This book features a cutting edge approach to the study of film adaptations of literature for children and young people, and the narratives about childhood those adaptations enact. Historically, film media has always had a partiality for the adaptation of ‘classic’ literary texts for children. As economic and cultural commodities, McCallum points out how such screen adaptations play a crucial role in the cultural reproduction and transformation of childhood and youth, and indeed are a rich resource for the examination of changing cultural values and ideologies, particularly around contested narratives of childhood. The chapters examine various representations of childhood: as shifting states of innocence and wildness, liminality, marginalisation and invisibility. The book focuses on a range of literary and film genres, from ‘classic’ texts, to experimental, carnivalesque, magical realist, and cross-cultural texts. 

Reviews

“Screen Adaptations and the Politics of Childhood: Transforming Children’s Literature into Film is an exciting contribution to the area of adaptation studies. … This book should be of particular interest to scholars working in film adaptation studies, and especially to those whose research addresses the filmic adaptation of children’s literature.” (The Lion and the Unicorn, Vol. 43 (2), April, 2019)
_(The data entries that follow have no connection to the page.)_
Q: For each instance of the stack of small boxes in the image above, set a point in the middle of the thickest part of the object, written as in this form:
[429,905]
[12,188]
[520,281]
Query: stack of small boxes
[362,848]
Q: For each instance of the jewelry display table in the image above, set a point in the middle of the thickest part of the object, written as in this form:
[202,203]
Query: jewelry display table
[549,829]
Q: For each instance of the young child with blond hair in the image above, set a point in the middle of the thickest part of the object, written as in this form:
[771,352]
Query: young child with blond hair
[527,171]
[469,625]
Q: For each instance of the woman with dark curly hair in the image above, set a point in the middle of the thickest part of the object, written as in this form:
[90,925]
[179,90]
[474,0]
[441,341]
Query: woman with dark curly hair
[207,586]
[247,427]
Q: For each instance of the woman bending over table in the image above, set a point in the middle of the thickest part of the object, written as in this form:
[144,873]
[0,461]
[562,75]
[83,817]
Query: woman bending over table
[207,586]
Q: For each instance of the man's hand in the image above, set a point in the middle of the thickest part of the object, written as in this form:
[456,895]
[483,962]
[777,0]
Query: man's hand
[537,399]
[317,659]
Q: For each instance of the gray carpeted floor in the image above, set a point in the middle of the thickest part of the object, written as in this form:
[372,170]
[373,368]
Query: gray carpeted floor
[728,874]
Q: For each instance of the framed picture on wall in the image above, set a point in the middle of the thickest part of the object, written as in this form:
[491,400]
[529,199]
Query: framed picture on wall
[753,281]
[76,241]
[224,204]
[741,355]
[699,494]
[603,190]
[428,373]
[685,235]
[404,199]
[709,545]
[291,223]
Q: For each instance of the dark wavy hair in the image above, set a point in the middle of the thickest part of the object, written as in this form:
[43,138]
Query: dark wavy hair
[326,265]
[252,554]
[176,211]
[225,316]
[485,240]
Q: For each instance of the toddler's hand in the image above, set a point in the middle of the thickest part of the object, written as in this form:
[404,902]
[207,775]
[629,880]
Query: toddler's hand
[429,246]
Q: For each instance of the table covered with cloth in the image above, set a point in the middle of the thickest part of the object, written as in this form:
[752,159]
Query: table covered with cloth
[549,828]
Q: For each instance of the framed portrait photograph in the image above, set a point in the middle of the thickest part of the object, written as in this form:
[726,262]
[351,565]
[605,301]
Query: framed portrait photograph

“McCallum’s astute and wide ranging ‘sequel’ to her earlier Retelling Stories (with John Stephens) brings up-to-the-minute conversations in adaptation to bear on oft-neglected children’s genres. The result is an illuminating and confident study, from a recognized expert in the field, of ways in which children’s literature and film continue to expand boundaries and challenge expectations. A must read for anyone interested in youth media and adaptation.” (Casie Hermansson, Professor of English Literature at Pittsburg State University, USA)

 “McCallum’s study will provide children’s literature and culture scholars the critical resources for studying the considerable number and types of adaptations in this area. Drawing from the critical tools found in the burgeoning adaptation field, the study considers the ideological functions, audiences (real and implied), and cultural effects of adaptations of children’s stories. Readers familiar with John Stephens’ and Robyn McCallum’s influential Retelling Stories, Framing Culture can consider this an excellent sequel to that work.” (Mike Cadden, Professor of English and Director of Childhood Studies, Missouri Western State University, USA)

Authors and Affiliations

  • Sydney, Australia

    Robyn McCallum

About the author

Robyn McCallum is an independent scholar in the area of children’s and youth literature, film and culture. She taught at Macquarie University, Australia, for twenty-five years, and is author of Ideologies of Identity in Adolescent Fiction (1999), and co-author of Retelling Stories, Framing Culture (1998; with John Stephens) and New World Orders in Contemporary Children’s Literature (2008; with Clare Bradford, Kerry Mallan and John Stephens).